Тянь льстило, что к ней так внимательна супруга регента — тот все-таки один из наставников церковной общины. В молодости эти женщины были подругами, но потом одна вошла в богатую семью Нгата, жила в довольстве, в праздничные дни надевала красивые платья, туфли на деревянной подошве с высокими каблуками и ходила по деревне под черным шелковым зонтом, а другая — стала женой мелкого лавочника Тхата и могла только вздыхать, глядя вслед бывшей подруге, страдая от обиды, остро ощущая всю несправедливость жизни. Дети их дружить не могли — слишком сильно отличались семьи по своему общественному положению. Однако после реформы Тхат вдруг сделался председателем, семья его получила добавочный участок земли — и Тянь подняла голову. Теперь в ее доме был достаток, и стоило ей появиться на деревенской улице, знакомые и незнакомые женщины величали ее госпожой Тянь и подобострастно кланялись. От такой перемены у Тянь, конечно, закружилась голова. Она уже привыкла, что перед нею угодничают, поэтому искренне полагала, будто она персона куда важнее, чем ее муж. К ней без конца приходили, просили поговорить с председателем, замолвить словечко, посодействовать. Она не отказывала, тем более, что ей несли обычно кто что мог — рыбу, цыплят, кур, меру риса. Она принимала подношения, не говоря об этом мужу, только про себя думала: раньше подарки делали мандаринам, а теперь, выходит, — супругам Тхат.

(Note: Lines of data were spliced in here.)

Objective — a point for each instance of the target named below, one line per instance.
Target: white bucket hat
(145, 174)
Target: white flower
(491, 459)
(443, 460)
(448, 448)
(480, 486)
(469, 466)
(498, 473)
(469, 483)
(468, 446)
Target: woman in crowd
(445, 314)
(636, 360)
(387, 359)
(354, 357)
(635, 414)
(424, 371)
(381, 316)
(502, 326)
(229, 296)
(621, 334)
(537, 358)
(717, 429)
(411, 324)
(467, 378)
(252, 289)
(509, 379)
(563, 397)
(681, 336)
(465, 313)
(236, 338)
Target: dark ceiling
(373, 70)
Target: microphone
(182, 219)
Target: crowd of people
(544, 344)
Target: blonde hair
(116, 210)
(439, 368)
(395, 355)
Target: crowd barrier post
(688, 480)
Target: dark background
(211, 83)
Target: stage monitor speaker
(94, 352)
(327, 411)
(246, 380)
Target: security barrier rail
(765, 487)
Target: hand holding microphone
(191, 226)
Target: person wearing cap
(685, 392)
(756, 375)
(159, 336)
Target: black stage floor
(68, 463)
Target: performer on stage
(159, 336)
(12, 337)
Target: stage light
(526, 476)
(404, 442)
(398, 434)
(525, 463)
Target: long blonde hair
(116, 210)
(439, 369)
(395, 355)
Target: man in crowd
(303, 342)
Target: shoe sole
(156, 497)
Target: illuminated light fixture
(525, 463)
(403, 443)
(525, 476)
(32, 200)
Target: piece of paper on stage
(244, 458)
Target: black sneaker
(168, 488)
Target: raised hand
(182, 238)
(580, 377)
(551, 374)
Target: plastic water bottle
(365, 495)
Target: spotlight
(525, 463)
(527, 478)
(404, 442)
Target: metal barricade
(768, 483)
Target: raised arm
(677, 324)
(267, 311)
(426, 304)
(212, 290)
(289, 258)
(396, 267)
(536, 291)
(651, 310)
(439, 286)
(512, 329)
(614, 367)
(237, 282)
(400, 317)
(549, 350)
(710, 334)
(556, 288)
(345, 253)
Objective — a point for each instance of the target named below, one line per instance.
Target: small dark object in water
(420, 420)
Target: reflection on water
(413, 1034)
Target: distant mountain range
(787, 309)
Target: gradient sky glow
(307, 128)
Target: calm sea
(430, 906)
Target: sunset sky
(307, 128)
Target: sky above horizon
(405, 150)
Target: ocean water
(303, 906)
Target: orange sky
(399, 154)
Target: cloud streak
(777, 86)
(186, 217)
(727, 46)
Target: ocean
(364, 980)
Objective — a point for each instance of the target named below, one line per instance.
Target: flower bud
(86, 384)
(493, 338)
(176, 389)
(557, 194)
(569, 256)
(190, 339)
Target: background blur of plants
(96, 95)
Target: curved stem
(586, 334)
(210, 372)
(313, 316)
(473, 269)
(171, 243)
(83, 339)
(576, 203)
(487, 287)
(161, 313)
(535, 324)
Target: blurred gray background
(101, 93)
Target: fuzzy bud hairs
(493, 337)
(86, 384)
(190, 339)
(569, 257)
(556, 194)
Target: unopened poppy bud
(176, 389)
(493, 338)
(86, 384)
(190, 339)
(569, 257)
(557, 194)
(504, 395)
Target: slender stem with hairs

Кончив с супом, Тянь принялась за зеленый чай, потягивала его и причмокивала от удовольствия после каждого глотка.
— До чего же приятно хоть изредка встретиться, перекусить вместе, о жизни поговорить, — сказала жена Нгата. — Вы согласны? Вам-то, конечно, можно только позавидовать! Благодаря трудам вашего почтенного супруга вы живете в достатке, а нам, видать, с голоду помирать придется…
— Да что у вас случилось? — удивленно спросила Тянь.
Собеседница тяжело вздохнула.
— Уж не знаю, что весь год будем есть. Волостной комитет принял постановление скупить у единоличников весь рис, а нам оставить жалкие крохи.